Einige Mechanismen, die im nächsten Kapitel erläutert werden, führen dazu, dass man Chemotherapien, mit welchem man das Immunsystem sehr schwächt, in Zukunft unterlassen kann und direkt, individuell dem Tumorwachstum entgegenwirken kann beziehungsweise gezielt stoppen kann (Dieterichs, 2010).

Bis jetzt ist das Wissen über diese RNA zu gering, um mehr darüber schreiben zu können. Sie ermöglichen es den Menschen allerdings, den Krankheitsverlauf und vor allem die Mechanismen der Krebsentstehung besser zu verstehen.

Funktion der RNA Therapeutika

Vor dem Jahr 1990 war der Ribonukleinsäure (RNA) allein die Aufgabe als Zwischenprodukt von DNA zur Exprimentierung von Proteinen zugeschrieben. Erst später stellten sich die vielfältigen und effizienten Eigenschaften des Moleküls heraus. Es beteiligt sich an der Regulation von genetischen Funktionen, sowie deren der Zellen in allen lebenden Organismen.

Bei einer positiven Regulation benötigt das Enzym RNA-Polymerase einen Aktivator, der die DNA bindet, damit die Transkription erfolgen kann. Das bedeutet eine Stimulation der Transkription. Andererseits kann auch eine hemmende, negative Regulation erfolgen. Es bindet ein Repressor an die DNA, welcher die RNA-Polymerase daran hindert, das Gen zu transkriptieren.
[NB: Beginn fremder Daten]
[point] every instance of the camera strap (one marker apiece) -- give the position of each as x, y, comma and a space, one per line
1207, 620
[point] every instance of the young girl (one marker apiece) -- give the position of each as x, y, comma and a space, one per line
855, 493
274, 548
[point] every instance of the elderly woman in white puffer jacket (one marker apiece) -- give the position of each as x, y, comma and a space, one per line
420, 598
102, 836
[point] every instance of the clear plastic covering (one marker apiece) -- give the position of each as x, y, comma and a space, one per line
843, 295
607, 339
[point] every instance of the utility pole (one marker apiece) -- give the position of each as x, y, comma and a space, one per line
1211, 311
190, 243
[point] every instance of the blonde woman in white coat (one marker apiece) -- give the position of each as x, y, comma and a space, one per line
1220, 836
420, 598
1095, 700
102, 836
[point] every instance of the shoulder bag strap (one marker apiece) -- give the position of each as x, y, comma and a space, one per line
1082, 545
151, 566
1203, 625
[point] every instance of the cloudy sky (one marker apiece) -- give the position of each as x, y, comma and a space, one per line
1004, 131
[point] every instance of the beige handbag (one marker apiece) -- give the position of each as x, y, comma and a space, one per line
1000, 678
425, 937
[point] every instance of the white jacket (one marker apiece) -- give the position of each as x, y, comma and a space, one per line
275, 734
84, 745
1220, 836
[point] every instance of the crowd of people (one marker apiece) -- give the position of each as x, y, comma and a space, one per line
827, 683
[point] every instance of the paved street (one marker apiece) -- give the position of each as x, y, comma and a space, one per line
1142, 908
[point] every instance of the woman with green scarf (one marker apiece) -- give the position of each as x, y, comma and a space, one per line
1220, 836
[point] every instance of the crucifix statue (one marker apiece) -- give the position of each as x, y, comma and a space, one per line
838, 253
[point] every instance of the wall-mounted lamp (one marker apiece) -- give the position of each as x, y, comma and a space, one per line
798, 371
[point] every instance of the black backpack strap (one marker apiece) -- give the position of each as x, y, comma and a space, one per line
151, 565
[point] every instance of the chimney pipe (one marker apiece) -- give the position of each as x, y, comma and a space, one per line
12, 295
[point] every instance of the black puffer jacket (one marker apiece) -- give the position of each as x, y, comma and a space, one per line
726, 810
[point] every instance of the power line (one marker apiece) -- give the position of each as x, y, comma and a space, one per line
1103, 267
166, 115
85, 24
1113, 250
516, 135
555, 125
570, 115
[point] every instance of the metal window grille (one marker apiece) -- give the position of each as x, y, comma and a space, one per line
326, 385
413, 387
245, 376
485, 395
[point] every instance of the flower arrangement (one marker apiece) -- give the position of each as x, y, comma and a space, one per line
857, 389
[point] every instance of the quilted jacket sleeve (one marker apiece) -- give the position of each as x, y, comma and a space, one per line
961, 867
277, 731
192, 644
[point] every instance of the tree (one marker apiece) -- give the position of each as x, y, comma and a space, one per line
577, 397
Diese Funktionen ergaben wichtige Ansätze für neue therapeutische Verfahren in sämtlichen medizinischen Bereichen. Das Wirkungsspektrum reicht von der Heilung genetischer Krankheiten, durch simples Abschalten („Gen-Knockout“) von fehlerhaften Genen, bis zu Heilung von Infektionskrankheiten wie HIV. Aber auch die Behandlung von Krebs mit RNA-basierenden Therapeutika zeigten bereits vielversprechende Ergebnisse. Es gibt aber noch einige Hürden, weshalb der Durchbruch der RNA Therapeutika noch nicht gelungen ist. Diese sind die Instabilität des RNA Moleküls, die kurze Halbwertszeit, sowie die Immunogenität und die Voraussetzung eines Transport- Vehikels für die Übertragung in die Zielzelle. Durch weiteres Forschen und Testen dieser Therapeutika konnten jedoch bereits viele Verbesserungen erzielt werden.

Die RNA-Therapeutika werden durch Ihre Wirkungsmechanismen in verschiedene Gruppen eingeteilt. Dazu zählen zum einen Hemmstoffe für die mRNA Translation, auch „antisense“ benannt.
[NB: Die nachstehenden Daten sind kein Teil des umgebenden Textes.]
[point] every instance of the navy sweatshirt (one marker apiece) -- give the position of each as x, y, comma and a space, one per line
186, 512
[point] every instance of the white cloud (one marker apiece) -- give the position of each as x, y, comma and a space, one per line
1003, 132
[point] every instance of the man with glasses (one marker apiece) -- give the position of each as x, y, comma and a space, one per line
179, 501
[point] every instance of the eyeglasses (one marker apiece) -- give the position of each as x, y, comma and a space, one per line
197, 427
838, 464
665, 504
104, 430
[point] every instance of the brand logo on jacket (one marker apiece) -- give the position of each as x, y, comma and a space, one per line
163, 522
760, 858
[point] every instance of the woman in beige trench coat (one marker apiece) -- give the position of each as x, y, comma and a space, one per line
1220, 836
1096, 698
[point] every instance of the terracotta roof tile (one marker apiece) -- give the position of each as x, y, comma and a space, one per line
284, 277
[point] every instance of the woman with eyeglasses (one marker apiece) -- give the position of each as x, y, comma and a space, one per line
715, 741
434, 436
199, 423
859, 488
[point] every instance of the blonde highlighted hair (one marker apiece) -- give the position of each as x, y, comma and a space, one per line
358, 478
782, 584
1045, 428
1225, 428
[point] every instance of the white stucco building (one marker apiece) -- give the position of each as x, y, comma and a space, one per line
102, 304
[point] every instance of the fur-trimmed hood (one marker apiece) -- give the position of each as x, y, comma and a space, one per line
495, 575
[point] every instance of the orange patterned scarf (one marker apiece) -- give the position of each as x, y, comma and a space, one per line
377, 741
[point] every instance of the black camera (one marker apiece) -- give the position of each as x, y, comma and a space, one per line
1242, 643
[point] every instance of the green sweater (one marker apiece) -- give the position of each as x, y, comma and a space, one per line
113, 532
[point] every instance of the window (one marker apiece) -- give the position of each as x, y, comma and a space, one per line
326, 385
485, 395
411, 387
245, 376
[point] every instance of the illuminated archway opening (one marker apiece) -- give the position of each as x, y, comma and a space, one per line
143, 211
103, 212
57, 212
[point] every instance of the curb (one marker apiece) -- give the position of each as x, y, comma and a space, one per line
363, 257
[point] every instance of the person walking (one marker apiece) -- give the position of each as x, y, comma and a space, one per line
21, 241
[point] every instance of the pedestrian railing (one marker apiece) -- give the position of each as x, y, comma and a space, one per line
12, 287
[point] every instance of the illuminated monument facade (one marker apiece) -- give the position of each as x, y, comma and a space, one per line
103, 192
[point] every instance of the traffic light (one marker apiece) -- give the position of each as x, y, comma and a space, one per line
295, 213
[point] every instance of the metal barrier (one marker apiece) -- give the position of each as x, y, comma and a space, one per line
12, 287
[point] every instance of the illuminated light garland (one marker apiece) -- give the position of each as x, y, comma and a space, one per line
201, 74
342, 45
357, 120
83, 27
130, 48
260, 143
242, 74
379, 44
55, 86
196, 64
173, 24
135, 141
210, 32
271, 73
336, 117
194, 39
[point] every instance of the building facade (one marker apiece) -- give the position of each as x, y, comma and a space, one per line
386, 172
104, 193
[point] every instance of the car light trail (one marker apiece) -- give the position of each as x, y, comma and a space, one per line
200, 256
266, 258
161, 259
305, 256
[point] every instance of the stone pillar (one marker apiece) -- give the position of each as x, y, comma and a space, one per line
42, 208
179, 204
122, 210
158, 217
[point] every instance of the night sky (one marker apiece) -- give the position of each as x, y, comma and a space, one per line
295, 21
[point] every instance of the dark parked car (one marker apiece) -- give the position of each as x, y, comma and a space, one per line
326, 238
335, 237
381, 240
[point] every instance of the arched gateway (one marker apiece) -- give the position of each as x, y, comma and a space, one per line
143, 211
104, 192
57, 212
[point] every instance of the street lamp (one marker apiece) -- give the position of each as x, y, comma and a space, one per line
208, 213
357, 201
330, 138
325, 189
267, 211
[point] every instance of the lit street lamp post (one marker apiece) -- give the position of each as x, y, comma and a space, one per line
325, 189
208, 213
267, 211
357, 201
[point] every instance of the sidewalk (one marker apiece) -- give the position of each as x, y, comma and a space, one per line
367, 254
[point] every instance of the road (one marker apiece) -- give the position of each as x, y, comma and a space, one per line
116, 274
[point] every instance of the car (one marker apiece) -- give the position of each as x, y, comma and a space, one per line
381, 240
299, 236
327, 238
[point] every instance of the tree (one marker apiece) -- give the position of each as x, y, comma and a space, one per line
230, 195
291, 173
Außerdem das Zielgerichtete abschalten von bestimmten Genen mit der sogenanntenRNA Interferenz (RNAi). Dabei erfolgt eine Stilllegung („knockout“) des Target-Gens (Ziel-Gens) welche vor allem für Grundlagenforschungen verwendet wird, um die für die jeweiligen Funktionen eines Mechanismus kodierenden Bereiche des Genoms erkenntlich zu machen. Auch katalytisch aktive RNA Moleküle, die Ribozyme, welche eine Enzym ähnliche Wirkungsweise haben, werden als therapeutische Mittel verwendet (Burnett et al., 2012).

Abbildung 2

Abbildung2

RNA Silencing durch RNA Inteferenz (RNAi) mit miRNA und siRNA Effektormolekülen eigene Abbildung Lucca Wagner basierend auf Grünweller (2015, Seite 265 Abb. 2)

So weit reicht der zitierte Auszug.